(San Francisco) Amazon veut recruter 75 000 personnes aux États-Unis, en plus des 100 000 nouvelles recrues du mois dernier, et devrait de nouveau autoriser les tiers à vendre certains produits non essentiels, pour faire face à l’afflux des commandes en ligne depuis le début de la pandémie de COVID-19.

Agence France-Presse

« Nous continuons à voir la demande augmenter […] et nous allons créer 75 000 emplois supplémentaires pour aider à servir nos clients pendant cette période sans précédent », indique Amazon dans un communiqué publié lundi.

Le géant du cybercommerce, qui peine à répondre à la demande des nombreux internautes confinés chez eux et voit ses délais de livraison allonger, a besoin de nouveaux salariés dans ses entrepôts et centres logistiques, ainsi que de nouveaux livreurs.

D’autant plus que le groupe s’apprête à réautoriser les produits moins essentiels.

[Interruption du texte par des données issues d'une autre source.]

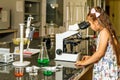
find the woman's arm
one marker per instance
(104, 37)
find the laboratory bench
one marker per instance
(68, 70)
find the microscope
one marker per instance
(71, 37)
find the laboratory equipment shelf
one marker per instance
(32, 8)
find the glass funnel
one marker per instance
(43, 58)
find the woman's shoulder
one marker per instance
(105, 32)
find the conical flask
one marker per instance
(43, 58)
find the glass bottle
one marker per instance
(43, 58)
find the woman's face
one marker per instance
(93, 25)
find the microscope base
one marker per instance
(68, 57)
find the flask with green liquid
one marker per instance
(43, 58)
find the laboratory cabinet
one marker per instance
(32, 8)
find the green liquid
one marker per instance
(47, 73)
(43, 62)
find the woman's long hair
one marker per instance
(99, 14)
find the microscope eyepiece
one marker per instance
(84, 25)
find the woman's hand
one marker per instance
(85, 57)
(80, 63)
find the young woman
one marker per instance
(106, 59)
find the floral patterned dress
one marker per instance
(106, 68)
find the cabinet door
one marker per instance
(115, 15)
(32, 8)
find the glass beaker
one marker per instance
(43, 58)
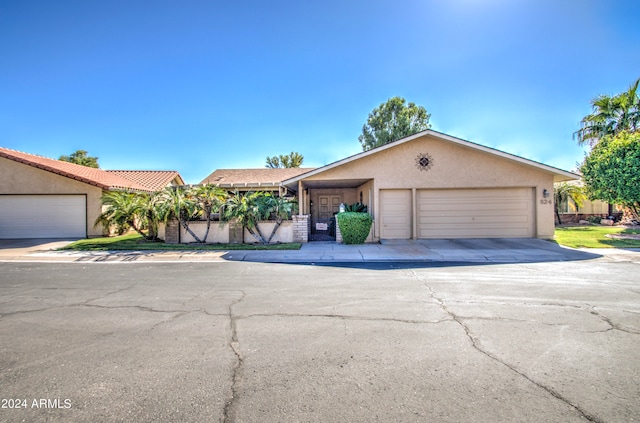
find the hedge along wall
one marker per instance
(284, 234)
(218, 232)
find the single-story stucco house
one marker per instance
(428, 185)
(47, 198)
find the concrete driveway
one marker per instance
(360, 342)
(496, 250)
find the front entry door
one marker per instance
(323, 224)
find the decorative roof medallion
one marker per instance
(424, 161)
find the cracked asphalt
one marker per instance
(357, 342)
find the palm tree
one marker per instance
(611, 115)
(124, 210)
(209, 199)
(248, 209)
(563, 192)
(179, 203)
(281, 208)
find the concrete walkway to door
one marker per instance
(495, 250)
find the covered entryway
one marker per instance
(323, 217)
(395, 213)
(43, 216)
(476, 213)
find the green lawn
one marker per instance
(594, 237)
(134, 242)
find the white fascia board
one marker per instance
(559, 172)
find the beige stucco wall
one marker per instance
(453, 166)
(18, 178)
(283, 234)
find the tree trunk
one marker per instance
(185, 225)
(257, 236)
(206, 233)
(275, 229)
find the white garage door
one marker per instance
(43, 216)
(476, 213)
(395, 214)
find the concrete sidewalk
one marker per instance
(498, 250)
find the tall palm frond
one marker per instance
(611, 115)
(563, 192)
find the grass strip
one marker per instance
(595, 237)
(135, 242)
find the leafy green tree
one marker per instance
(392, 121)
(611, 115)
(563, 192)
(293, 159)
(81, 157)
(611, 171)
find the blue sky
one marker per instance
(199, 85)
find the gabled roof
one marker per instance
(262, 177)
(88, 175)
(152, 179)
(559, 174)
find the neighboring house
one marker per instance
(262, 179)
(155, 180)
(428, 185)
(47, 198)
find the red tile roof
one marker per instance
(253, 177)
(89, 175)
(152, 179)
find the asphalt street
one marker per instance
(357, 342)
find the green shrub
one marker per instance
(356, 207)
(594, 219)
(354, 227)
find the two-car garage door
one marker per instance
(43, 216)
(458, 213)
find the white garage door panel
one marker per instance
(395, 214)
(43, 216)
(483, 213)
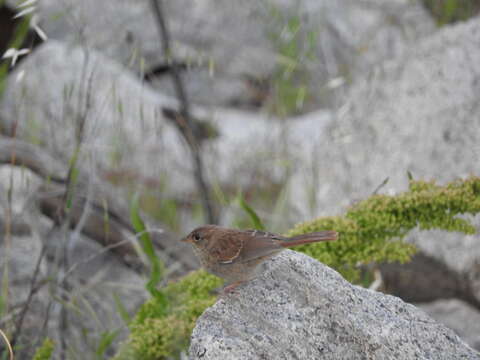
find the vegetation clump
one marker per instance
(156, 334)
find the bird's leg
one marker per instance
(230, 288)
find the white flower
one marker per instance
(14, 54)
(24, 12)
(26, 3)
(38, 30)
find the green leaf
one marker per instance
(149, 250)
(106, 339)
(121, 309)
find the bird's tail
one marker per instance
(311, 237)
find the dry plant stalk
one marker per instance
(10, 350)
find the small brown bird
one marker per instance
(234, 255)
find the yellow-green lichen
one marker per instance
(155, 335)
(371, 230)
(45, 351)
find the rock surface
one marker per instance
(301, 309)
(458, 316)
(349, 36)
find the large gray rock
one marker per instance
(418, 113)
(96, 279)
(458, 316)
(127, 137)
(301, 309)
(350, 36)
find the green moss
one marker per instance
(45, 351)
(371, 231)
(449, 11)
(157, 336)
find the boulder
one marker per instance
(458, 316)
(417, 113)
(348, 37)
(300, 309)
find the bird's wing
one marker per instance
(226, 248)
(259, 243)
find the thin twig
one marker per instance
(10, 350)
(31, 293)
(184, 121)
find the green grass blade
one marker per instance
(254, 218)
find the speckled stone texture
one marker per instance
(301, 309)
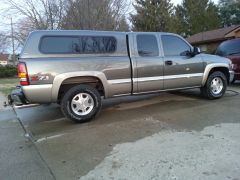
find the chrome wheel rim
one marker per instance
(82, 104)
(216, 85)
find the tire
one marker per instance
(81, 103)
(215, 86)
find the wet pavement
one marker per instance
(124, 133)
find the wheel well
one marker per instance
(74, 81)
(224, 70)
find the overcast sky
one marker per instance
(179, 1)
(5, 21)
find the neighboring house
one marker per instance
(4, 59)
(209, 40)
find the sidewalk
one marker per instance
(19, 158)
(2, 100)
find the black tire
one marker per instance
(207, 91)
(68, 108)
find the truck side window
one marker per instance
(174, 46)
(147, 45)
(77, 44)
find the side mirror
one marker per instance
(196, 51)
(186, 53)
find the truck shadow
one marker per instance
(48, 119)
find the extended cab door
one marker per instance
(180, 69)
(147, 63)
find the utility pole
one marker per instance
(13, 45)
(88, 12)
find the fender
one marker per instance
(209, 67)
(61, 77)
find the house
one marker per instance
(4, 59)
(209, 40)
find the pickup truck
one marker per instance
(78, 69)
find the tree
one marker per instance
(152, 15)
(35, 15)
(3, 43)
(229, 12)
(194, 16)
(96, 15)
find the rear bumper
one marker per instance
(17, 97)
(231, 76)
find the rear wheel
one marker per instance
(215, 86)
(81, 103)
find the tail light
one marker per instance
(22, 74)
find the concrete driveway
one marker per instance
(166, 136)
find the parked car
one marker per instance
(231, 50)
(77, 69)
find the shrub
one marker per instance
(8, 71)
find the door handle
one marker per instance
(168, 63)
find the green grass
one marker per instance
(7, 85)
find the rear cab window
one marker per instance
(77, 44)
(174, 46)
(147, 45)
(229, 48)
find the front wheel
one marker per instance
(215, 86)
(81, 103)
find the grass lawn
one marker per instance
(7, 85)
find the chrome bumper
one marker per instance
(231, 76)
(17, 97)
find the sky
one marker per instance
(179, 1)
(5, 21)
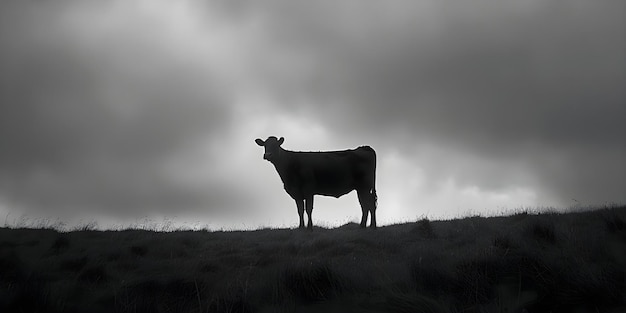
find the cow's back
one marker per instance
(335, 173)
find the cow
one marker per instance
(328, 173)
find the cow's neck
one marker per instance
(282, 163)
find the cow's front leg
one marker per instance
(309, 210)
(300, 205)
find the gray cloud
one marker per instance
(128, 107)
(91, 116)
(535, 88)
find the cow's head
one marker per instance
(272, 146)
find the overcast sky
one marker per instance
(119, 110)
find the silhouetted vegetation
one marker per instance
(522, 263)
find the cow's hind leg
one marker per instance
(300, 205)
(372, 202)
(362, 194)
(367, 199)
(309, 210)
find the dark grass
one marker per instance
(574, 262)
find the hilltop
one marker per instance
(520, 263)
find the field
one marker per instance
(549, 262)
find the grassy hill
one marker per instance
(573, 262)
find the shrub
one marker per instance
(314, 282)
(424, 229)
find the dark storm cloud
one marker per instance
(533, 91)
(95, 112)
(125, 106)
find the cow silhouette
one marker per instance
(328, 173)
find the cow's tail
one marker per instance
(373, 191)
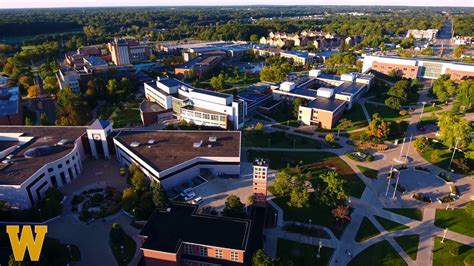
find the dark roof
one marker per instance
(326, 104)
(99, 124)
(9, 101)
(165, 231)
(22, 168)
(175, 147)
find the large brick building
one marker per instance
(179, 235)
(417, 67)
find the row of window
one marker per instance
(218, 253)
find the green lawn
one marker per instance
(368, 172)
(278, 140)
(390, 225)
(380, 253)
(415, 214)
(295, 253)
(313, 161)
(124, 258)
(366, 230)
(442, 256)
(409, 243)
(385, 112)
(457, 220)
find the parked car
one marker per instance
(197, 200)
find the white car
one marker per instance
(190, 196)
(197, 200)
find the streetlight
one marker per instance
(454, 151)
(319, 249)
(422, 109)
(396, 183)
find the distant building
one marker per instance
(10, 106)
(417, 67)
(327, 96)
(126, 52)
(178, 235)
(200, 106)
(428, 34)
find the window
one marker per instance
(234, 255)
(203, 251)
(188, 249)
(219, 253)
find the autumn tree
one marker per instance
(378, 128)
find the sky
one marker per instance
(96, 3)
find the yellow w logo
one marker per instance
(26, 240)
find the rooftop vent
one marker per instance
(63, 142)
(135, 144)
(197, 144)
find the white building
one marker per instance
(200, 106)
(175, 157)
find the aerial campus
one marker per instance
(239, 135)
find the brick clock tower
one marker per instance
(260, 181)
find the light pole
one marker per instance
(319, 249)
(445, 231)
(422, 109)
(454, 151)
(396, 183)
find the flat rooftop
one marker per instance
(9, 101)
(165, 231)
(326, 104)
(22, 168)
(175, 147)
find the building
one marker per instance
(10, 106)
(417, 67)
(179, 235)
(326, 96)
(126, 52)
(260, 181)
(428, 34)
(175, 157)
(199, 106)
(35, 158)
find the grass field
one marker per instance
(380, 253)
(368, 172)
(278, 140)
(409, 243)
(457, 220)
(295, 253)
(443, 253)
(385, 112)
(415, 214)
(366, 230)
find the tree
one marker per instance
(299, 197)
(422, 144)
(393, 103)
(259, 258)
(34, 91)
(341, 213)
(259, 127)
(332, 188)
(329, 138)
(160, 199)
(378, 128)
(234, 207)
(454, 129)
(129, 197)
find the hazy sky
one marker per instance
(95, 3)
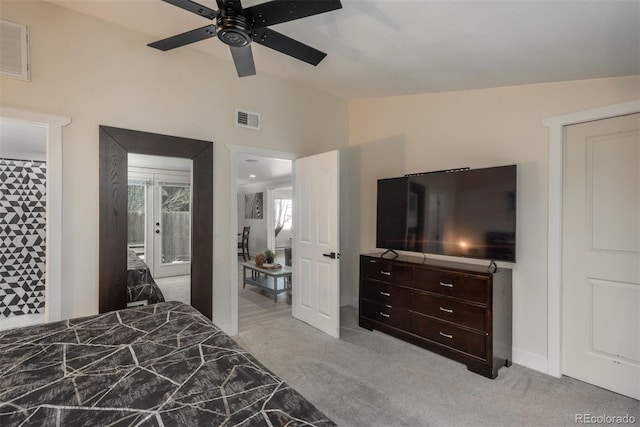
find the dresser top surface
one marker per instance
(430, 262)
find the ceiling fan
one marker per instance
(238, 27)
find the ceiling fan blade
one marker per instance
(194, 7)
(230, 5)
(185, 38)
(243, 58)
(274, 40)
(278, 11)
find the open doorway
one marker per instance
(159, 228)
(264, 210)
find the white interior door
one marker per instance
(316, 280)
(172, 226)
(601, 254)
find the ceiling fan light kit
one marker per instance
(237, 27)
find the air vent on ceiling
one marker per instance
(14, 50)
(247, 119)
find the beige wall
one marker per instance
(100, 74)
(479, 128)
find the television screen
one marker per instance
(466, 213)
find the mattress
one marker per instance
(156, 365)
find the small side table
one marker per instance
(266, 278)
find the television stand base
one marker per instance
(389, 251)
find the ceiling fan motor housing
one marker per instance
(233, 30)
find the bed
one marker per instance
(141, 288)
(155, 365)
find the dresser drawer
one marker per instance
(383, 270)
(469, 342)
(392, 316)
(452, 284)
(445, 308)
(385, 293)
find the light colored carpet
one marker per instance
(256, 307)
(371, 379)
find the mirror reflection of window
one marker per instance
(137, 193)
(283, 214)
(176, 223)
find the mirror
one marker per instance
(115, 146)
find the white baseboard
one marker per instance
(21, 321)
(533, 361)
(348, 300)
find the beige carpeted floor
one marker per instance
(371, 379)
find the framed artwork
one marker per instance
(253, 206)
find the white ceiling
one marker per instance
(400, 47)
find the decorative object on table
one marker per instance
(243, 243)
(253, 206)
(269, 256)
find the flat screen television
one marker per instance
(464, 213)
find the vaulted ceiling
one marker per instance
(399, 47)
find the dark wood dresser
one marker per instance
(458, 310)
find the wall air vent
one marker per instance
(247, 119)
(14, 50)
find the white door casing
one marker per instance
(316, 280)
(601, 254)
(53, 257)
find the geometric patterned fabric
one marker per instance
(22, 237)
(156, 365)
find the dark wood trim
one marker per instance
(115, 144)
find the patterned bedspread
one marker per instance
(155, 365)
(140, 284)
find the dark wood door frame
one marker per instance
(115, 144)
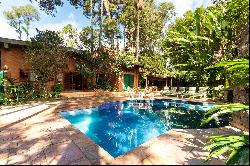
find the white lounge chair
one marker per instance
(202, 92)
(181, 91)
(190, 92)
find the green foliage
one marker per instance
(69, 34)
(103, 84)
(20, 18)
(92, 87)
(236, 70)
(47, 56)
(224, 109)
(237, 145)
(57, 88)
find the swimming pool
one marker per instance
(119, 127)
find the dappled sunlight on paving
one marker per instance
(37, 134)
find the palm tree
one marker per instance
(139, 6)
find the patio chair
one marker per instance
(181, 91)
(166, 91)
(148, 92)
(202, 92)
(190, 92)
(173, 91)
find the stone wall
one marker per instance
(241, 119)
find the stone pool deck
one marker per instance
(36, 134)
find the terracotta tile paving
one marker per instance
(36, 134)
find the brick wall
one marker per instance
(13, 57)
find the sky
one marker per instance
(69, 15)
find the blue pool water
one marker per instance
(119, 127)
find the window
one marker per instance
(32, 76)
(0, 59)
(24, 75)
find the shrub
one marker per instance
(57, 88)
(104, 84)
(92, 87)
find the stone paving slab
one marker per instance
(39, 135)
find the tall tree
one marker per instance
(47, 56)
(69, 34)
(20, 17)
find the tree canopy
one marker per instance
(20, 18)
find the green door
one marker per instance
(128, 81)
(1, 81)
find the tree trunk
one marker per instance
(19, 30)
(91, 19)
(138, 35)
(101, 23)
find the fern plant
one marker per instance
(237, 146)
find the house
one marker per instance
(12, 55)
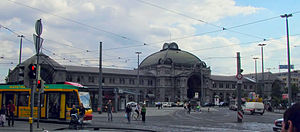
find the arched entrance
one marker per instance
(194, 86)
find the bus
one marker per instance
(56, 100)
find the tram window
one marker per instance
(36, 100)
(72, 98)
(23, 99)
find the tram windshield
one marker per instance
(85, 99)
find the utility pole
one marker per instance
(20, 55)
(256, 83)
(262, 69)
(239, 77)
(100, 80)
(286, 16)
(138, 76)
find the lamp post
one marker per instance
(262, 68)
(256, 87)
(20, 55)
(138, 74)
(286, 16)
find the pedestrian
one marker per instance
(11, 109)
(143, 113)
(138, 110)
(291, 119)
(189, 108)
(2, 115)
(109, 110)
(73, 110)
(81, 112)
(128, 112)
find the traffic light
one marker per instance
(32, 71)
(40, 84)
(21, 72)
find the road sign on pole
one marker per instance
(38, 41)
(38, 27)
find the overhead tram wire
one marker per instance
(223, 28)
(79, 23)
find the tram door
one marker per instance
(53, 105)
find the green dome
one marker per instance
(171, 54)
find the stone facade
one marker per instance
(165, 76)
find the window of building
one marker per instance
(227, 85)
(221, 85)
(122, 80)
(141, 81)
(150, 82)
(233, 86)
(78, 79)
(36, 99)
(131, 81)
(91, 79)
(111, 80)
(214, 85)
(71, 99)
(23, 99)
(69, 78)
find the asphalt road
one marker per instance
(170, 119)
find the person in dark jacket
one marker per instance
(81, 112)
(128, 112)
(143, 112)
(109, 110)
(73, 110)
(2, 115)
(11, 109)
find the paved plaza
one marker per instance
(168, 119)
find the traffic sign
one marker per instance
(38, 27)
(38, 41)
(239, 76)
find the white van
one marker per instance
(253, 107)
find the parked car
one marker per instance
(133, 104)
(166, 104)
(223, 104)
(253, 107)
(208, 104)
(278, 125)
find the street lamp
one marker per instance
(255, 60)
(262, 68)
(138, 75)
(286, 16)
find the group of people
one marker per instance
(7, 111)
(141, 111)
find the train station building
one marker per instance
(164, 76)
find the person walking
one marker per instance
(291, 119)
(11, 109)
(143, 113)
(138, 110)
(2, 115)
(81, 112)
(189, 107)
(109, 110)
(128, 112)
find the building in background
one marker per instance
(165, 76)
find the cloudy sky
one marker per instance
(72, 30)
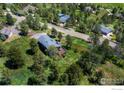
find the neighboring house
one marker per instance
(45, 42)
(8, 32)
(63, 19)
(106, 31)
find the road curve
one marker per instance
(70, 32)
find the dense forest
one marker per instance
(23, 61)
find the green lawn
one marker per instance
(19, 76)
(80, 42)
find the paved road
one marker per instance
(70, 32)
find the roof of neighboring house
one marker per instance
(46, 41)
(63, 18)
(105, 30)
(8, 31)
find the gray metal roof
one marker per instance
(105, 30)
(46, 41)
(6, 31)
(63, 18)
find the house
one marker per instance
(106, 31)
(88, 9)
(46, 42)
(7, 32)
(63, 18)
(29, 8)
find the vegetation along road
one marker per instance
(70, 32)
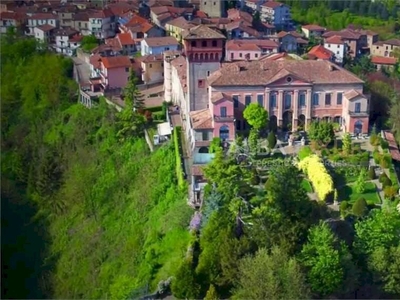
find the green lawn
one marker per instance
(349, 193)
(306, 185)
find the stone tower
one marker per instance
(203, 48)
(213, 8)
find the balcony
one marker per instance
(224, 118)
(361, 113)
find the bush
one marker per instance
(304, 152)
(360, 208)
(371, 173)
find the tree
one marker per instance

Il y a près d’un mois, Amazon avait en effet décidé de donner la priorité aux équipements médicaux, aux protections sanitaires et aux produits de première nécessité.

« Plus tard cette semaine nous autoriserons plus de produits dans nos centres logistiques », a déclaré un porte-parole de la société à l’AFP.

« Les quantités seront limitées afin de continuer à privilégier certains produits et protéger nos employés, tout en permettant à la plupart de nos partenaires d’utiliser nos entrepôts ».

La double annonce intervient alors que des millions de personnes ont perdu leur emploi à cause des mesures de confinement.

Le chômage a explosé aux États-Unis. Ces trois dernières semaines, près de 17 millions de personnes ont rempli un dossier de demandes d’allocations chômage.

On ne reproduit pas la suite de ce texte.